The attack on the United Nations' Iraq headquarters in Baghdad, the blast at a U.S.-run hotel in Indonesia and bombings in India's commercial hub, Mumbai (Bombay), were the most recent examples of a pattern, he said.
"I say this with great regret, that this is a pattern that is only going to increase or intensify in the next few months."
Despite last month's arrest of the man suspected of being one of the kingpins of the shadowy Southeast Asian network known as Jamaah Islamiyah (JI), analysts say the group remains active and dangerous.
"The information emerging from the interrogation of JI suspects is a bigger organization than previously thought, with a depth of leadership," said Sidney Jones, Indonesia project director for the International Crisis Group (ICG), in a recent report.
Jamaah Islamiyah is believed by many experts to be the regional arm of Osama bin Laden's al-Qaeda network, blamed for the Sept. 11 attacks that precipitated the U.S.-led war in Afghanistan and turned the spotlight on Asia.
In the past year, more than 200 people suspected of having links with JI have been taken into custody in Indonesia, Malaysia, Singapore, Thailand and the Philippines.
But the Indonesian hotel bombing showed the group remained dangerous despite many of its suspected operatives being detained or jailed since last year's attack in Bali in which 202 people were killed.
Asian authorities say that while JI has received funding and training from al-Qaeda, the group has different goals and takes major operational decisions independently.
"All... groups tend to be lumped together. Their motives can be quite different," Uday Bhaskar said.
The Mumbai blasts, for example, have been blamed on the Students Islamic Movement of India in conjunction with a Pakistan-based Kashmiri separatist group, while the aim of the Indonesian attacks was to bring about the downfall of the secular government and the creation of a pan-regional Islamic State.
But the links exist.
The ICG report said JI was held together not just by ideology and training, but also through a network of marriages -- a sort of extended family with thousands of members.
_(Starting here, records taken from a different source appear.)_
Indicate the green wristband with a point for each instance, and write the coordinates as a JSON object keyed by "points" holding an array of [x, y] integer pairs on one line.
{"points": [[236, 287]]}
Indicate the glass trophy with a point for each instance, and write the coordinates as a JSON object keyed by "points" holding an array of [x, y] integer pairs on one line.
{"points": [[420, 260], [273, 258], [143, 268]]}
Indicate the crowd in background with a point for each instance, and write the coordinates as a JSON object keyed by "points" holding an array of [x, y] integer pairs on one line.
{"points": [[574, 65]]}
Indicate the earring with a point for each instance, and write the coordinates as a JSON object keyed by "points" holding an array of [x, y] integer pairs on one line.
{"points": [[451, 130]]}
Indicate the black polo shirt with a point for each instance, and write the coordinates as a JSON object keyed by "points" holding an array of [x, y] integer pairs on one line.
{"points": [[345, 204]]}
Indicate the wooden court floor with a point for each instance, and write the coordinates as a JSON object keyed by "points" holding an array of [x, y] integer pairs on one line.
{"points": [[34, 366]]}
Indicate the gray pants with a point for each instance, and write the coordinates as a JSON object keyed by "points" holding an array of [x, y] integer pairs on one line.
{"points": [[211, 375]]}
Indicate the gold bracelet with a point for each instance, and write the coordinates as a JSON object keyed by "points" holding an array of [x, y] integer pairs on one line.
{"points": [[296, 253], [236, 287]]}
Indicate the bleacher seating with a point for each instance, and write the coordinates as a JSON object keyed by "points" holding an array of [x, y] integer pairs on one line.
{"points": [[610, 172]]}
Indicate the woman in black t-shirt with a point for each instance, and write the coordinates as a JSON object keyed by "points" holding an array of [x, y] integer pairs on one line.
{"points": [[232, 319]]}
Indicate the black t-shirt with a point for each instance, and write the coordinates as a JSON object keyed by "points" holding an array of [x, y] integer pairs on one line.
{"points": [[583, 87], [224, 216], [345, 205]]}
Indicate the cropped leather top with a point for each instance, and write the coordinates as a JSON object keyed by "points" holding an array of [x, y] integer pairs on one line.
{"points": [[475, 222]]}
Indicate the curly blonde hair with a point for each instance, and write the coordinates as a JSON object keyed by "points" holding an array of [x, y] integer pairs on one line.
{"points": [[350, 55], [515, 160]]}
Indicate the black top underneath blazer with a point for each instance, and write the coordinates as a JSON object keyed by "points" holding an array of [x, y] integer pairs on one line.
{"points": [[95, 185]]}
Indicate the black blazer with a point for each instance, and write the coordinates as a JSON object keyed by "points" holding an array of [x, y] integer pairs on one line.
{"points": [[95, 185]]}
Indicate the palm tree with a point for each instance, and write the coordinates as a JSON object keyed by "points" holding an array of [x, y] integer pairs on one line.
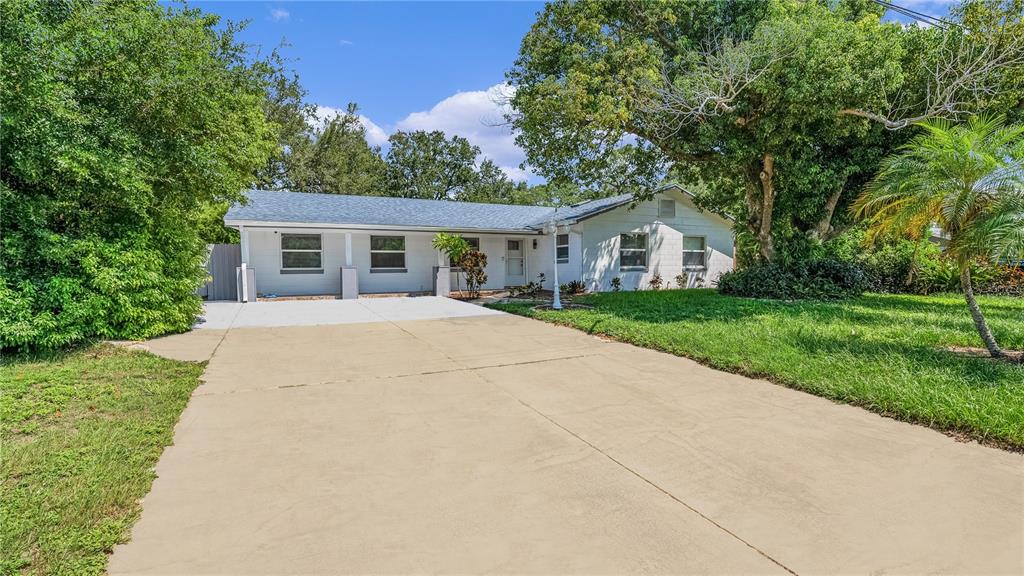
{"points": [[968, 179]]}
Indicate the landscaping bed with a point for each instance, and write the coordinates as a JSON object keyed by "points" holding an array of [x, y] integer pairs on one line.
{"points": [[81, 435], [889, 354]]}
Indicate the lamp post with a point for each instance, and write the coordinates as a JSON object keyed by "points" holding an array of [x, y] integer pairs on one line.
{"points": [[556, 302]]}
The network relies heavily on a small circle of religious boarding schools -- an "Ivy League" according to the ICG -- to which members send their children.
"We will only be able to declare victory when all the main mullahs and others say without reservation that anyone who engages in this is a criminal and worse," said Babbage.
But a nugget of good news has emerged.
Experts say some JI members were questioning the justification for a campaign in which many of those killed or wounded were countrymen. "Internal rifts have destroyed more than one radical organization; perhaps they will seriously weaken this one," the ICG report said.